One interesting question that arises from this perspective, if correct, is whether ethnic identity politics, including white supremacism, are different in kind than in the past.  After all, the racialism of the past existed at a time when people led more-traditional lives, including their participation and, moreover, was intimately bound up with the notion of marriage, family, and the racial purity thereof.  If the racial focus of today emanates from “the lonely, atomized, homeless man,” then it would seem some other mechanism must have produced the racial focus of those whose lives answered Reno’s vision of the cure, at least superficially.

At some level of analysis, that is certainly true, but at another level, the atomized individual is little more than a distillation of the same conceit that brought the bigotries of the past.  That “lonely man” in fact has nothing connecting him to a family, a community, or God, but in the past, all of those other things were merely components of himself.  The purity of the family’s blood and the community’s identity were part of his own purity and identity, to be proven, perhaps, to a distorted vision of God or perhaps merely to himself.

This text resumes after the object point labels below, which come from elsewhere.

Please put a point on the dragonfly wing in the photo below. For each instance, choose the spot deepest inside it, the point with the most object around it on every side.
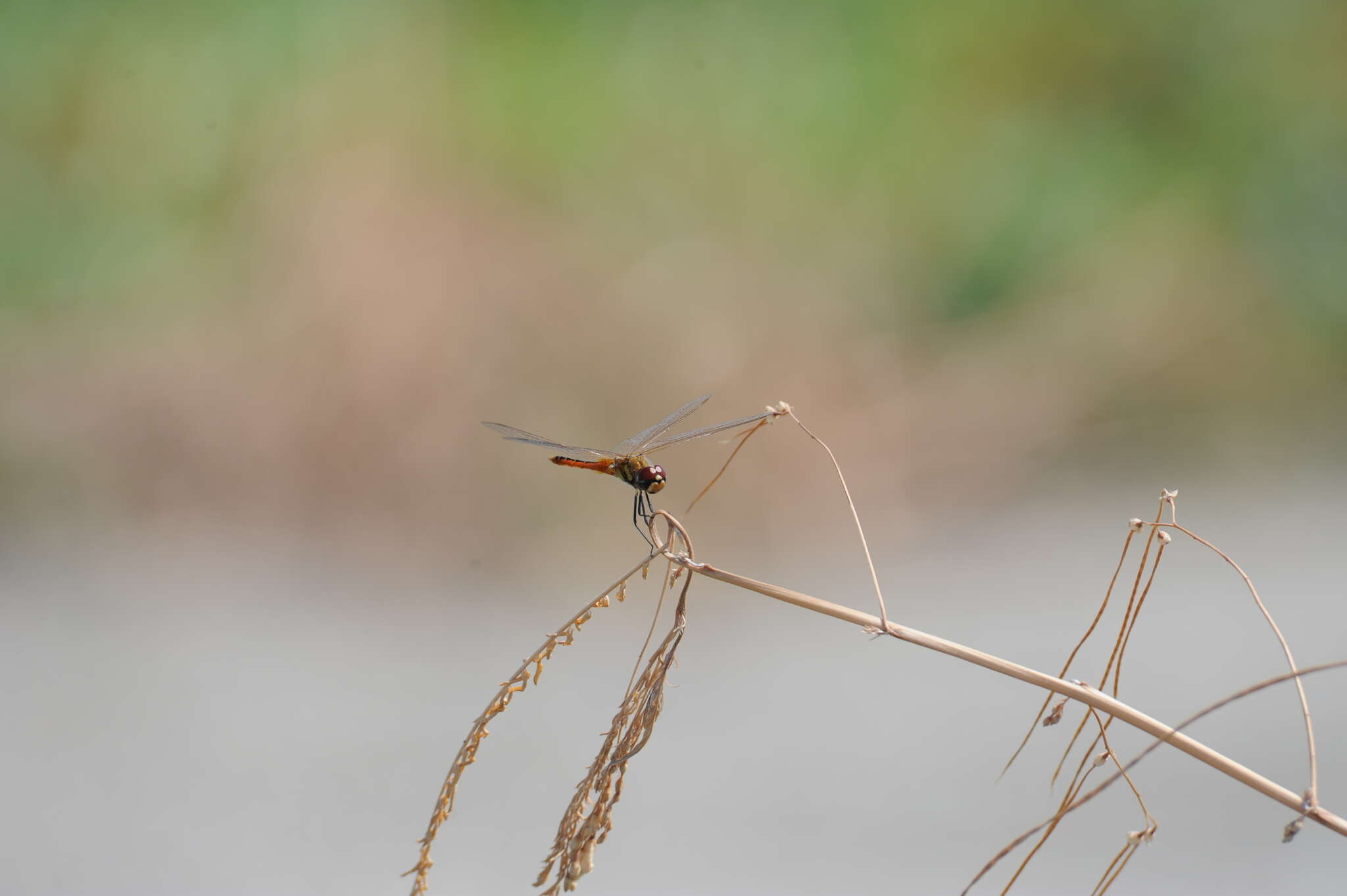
(640, 442)
(529, 439)
(704, 431)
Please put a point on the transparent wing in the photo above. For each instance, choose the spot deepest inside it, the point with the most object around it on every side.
(705, 431)
(640, 442)
(529, 439)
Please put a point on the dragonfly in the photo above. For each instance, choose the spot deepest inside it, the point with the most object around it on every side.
(628, 460)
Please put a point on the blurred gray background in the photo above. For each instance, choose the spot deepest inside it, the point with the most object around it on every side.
(268, 264)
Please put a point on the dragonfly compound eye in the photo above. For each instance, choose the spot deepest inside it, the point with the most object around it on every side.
(651, 478)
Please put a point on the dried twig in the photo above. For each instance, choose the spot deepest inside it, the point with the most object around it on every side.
(515, 684)
(1315, 813)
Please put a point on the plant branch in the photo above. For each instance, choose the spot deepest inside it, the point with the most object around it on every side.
(1085, 695)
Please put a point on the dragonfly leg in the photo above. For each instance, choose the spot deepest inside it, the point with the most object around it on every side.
(641, 511)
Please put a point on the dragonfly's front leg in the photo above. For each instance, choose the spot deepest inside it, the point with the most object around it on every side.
(641, 513)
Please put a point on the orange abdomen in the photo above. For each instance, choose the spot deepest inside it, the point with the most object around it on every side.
(597, 466)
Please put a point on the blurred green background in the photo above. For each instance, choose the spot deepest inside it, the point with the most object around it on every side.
(267, 264)
(262, 253)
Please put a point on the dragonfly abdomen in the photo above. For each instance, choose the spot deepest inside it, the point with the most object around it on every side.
(597, 466)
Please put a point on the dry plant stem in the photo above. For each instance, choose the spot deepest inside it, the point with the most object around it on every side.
(1132, 623)
(1071, 658)
(1065, 801)
(1128, 625)
(875, 577)
(1127, 615)
(1131, 849)
(589, 817)
(519, 681)
(1312, 797)
(1101, 701)
(1105, 882)
(1119, 648)
(1317, 813)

The solution, therefore, is not merely “a renewal of marriage and family,” but a vision of marriage and family founded in equality and mutual respect — a structure, that is, that binds the individual in the concentric circles of a familial and community network in which the individual neither takes the group to define him or her nor gives him or her self over entirely to the definition of the group.  If in the past our society needed a greater sense of the equality of individuals, what’s needed now is a grounding of our equality in something more substantial than either individuality or ethnicity.